Founded in 2005, RENEW brings investment capital to eastern African countries where it also trains managers, advises on policy, and advocates for women’s economic empowerment. RENEW started as an idea among DC consultants with connections to Africa. They believed that directly funding and training people to build and manage businesses themselves was the best way forward to sustainable development. The founders envision a vibrant private sector across the African continent, and with plans to open new offices in 20 countries in the coming years, the future they are working toward may not be far off.
Managing Partner Laura Davis explained their theory of change was to address the root causes of humanitarian crises by seeding and growing middle-market enterprises that play their part to lift whole economies out of poverty.
“We see that many NGO’s mostly pull people out of the proverbial flooded river, saving them from war, famine, disease, and persecution,” Davis said. “This is good work, and it is absolutely necessary work, but there also has to be a group that goes upstream to see why people fall into the river in the first place. RENEW provides the upstream response by organizing investor networks in the US and connecting them with companies we find and support through our network of exchanges in Ethiopia, Uganda, and Rwanda.”
RENEW has a four-part program to build out the middle market where it operates. At the first step, in physical spaces called “Exchanges”, RENEW provides policy advice, management training, and partnerships to develop the local private sector. From there, local investment up to $150,000 funds ecosystem development and media programs which lead to the next level of impact investment from risk capital provided through angel investor networks. This supports pipeline for blended finance vehicles that further management training and provide growth capital typically between $1 million to $3 million in middle-market investments. To date, RENEW’s programs have attracted investments totaling more than $35 million of debt and equity into portfolio companies in East Africa that support more than 13,000 jobs and smallholder farmers. Significantly, 75 percent of those jobs were held by women.1
Gender equality is core to RENEW’s mission. According to its most recent impact report, “[RENEW’s] long-term goal is for women entrepreneurs to be empowered in the private sector and no longer have to choose between their careers or their families, thereby helping shape East Africa’s entrepreneurial ecosystem to seed a gender-smart economy.” RENEW supported women entrepreneurs throughout the pandemic through its Resilience and Contingency Planning Training program which trained the business community members to plan for and navigate uncertainty. In 2021, in partnership with the Alliance for a Green Revolution in Africa (AGRA), RENEW launched the African Resilience and Investment Series for Executives. This program focused on teaching women executives the precepts of corporate leadership through strategic planning and governance.

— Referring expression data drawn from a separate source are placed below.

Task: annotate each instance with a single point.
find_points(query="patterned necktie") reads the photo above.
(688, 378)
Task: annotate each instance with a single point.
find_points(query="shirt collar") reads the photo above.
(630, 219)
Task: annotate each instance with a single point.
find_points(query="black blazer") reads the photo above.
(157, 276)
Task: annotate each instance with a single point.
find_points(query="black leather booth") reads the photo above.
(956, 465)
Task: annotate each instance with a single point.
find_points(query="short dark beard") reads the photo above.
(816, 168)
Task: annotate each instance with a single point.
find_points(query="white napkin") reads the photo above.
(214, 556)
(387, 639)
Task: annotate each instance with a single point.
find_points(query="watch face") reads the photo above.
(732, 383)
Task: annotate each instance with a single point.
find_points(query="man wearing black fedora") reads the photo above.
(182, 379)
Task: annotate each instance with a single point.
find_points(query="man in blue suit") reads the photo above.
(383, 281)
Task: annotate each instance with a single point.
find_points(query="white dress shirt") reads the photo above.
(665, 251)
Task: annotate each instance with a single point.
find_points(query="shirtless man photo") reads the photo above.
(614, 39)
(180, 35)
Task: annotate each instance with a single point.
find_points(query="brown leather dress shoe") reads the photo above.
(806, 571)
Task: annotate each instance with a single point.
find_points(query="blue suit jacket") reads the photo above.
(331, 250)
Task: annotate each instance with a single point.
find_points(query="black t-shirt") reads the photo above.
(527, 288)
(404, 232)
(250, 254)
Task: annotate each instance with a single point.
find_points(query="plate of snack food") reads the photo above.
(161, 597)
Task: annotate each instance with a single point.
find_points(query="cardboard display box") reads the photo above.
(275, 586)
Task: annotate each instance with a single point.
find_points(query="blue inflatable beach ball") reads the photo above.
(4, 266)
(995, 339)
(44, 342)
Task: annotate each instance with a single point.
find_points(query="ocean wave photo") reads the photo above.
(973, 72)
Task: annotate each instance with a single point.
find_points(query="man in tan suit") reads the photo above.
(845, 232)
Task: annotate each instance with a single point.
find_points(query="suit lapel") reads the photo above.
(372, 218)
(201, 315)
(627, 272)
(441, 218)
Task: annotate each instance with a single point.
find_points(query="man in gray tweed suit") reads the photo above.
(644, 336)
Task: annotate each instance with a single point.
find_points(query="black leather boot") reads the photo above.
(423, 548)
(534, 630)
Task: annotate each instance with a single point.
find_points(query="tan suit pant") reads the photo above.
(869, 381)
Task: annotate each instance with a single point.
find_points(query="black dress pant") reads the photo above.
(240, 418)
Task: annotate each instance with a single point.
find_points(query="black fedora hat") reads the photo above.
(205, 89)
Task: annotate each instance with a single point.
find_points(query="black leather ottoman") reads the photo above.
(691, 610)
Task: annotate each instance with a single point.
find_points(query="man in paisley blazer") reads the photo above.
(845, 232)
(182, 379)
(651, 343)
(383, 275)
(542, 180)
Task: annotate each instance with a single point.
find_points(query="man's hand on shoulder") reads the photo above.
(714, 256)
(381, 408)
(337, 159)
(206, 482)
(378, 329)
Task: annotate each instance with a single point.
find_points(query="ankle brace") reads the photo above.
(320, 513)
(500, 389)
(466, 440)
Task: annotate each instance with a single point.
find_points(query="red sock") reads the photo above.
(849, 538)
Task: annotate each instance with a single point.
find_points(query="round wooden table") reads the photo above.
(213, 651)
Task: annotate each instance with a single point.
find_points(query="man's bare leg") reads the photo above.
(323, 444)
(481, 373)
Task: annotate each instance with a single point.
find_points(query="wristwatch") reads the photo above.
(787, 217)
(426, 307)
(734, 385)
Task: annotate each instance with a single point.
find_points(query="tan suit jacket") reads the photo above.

RENEW’s investment in the Ethiopian textile manufacturer Desta is one example of how an investment can empower entrepreneurs to lead socially responsible businesses. RENEW’s angel network invested in Desta in 2015 and provided support to the company including supporting its focus on giving back to the community. When textile orders dried-up as the pandemic took hold of the global economy, Desta’s management pivoted and produced and distributed over 150,000 face masks in Butajira and Addis Ababa. Factories turned into nodes in the nation’s public health network where workers and their families could learn COVID-19 safety protocols and obtain healthcare and clean water.
Running a global investment network and business development operation supporting critical work like Desta’s during the pandemic was never easy.
“It was important to us that our bank shared our perspective, not only on the importance of business development in and of itself, but also in terms of how business growth can have a positive social impact,” Davis said. “Amalgamated Bank is rare among commercial banks for prioritizing banker-client relationships. Being able to pick up the phone and talk with someone directly takes some of the complexity out of operating a global company.”
Amalgamated Bank’s Emily Robichaux serves as RENEW’s principal banker. “Amalgamated Bank shares RENEW’s wide-angle focus on socially responsible investing. We support RENEW’s mission as a bank and from our mutual belief that the business case for socially responsible investing is the path toward economic justice on a global scale.”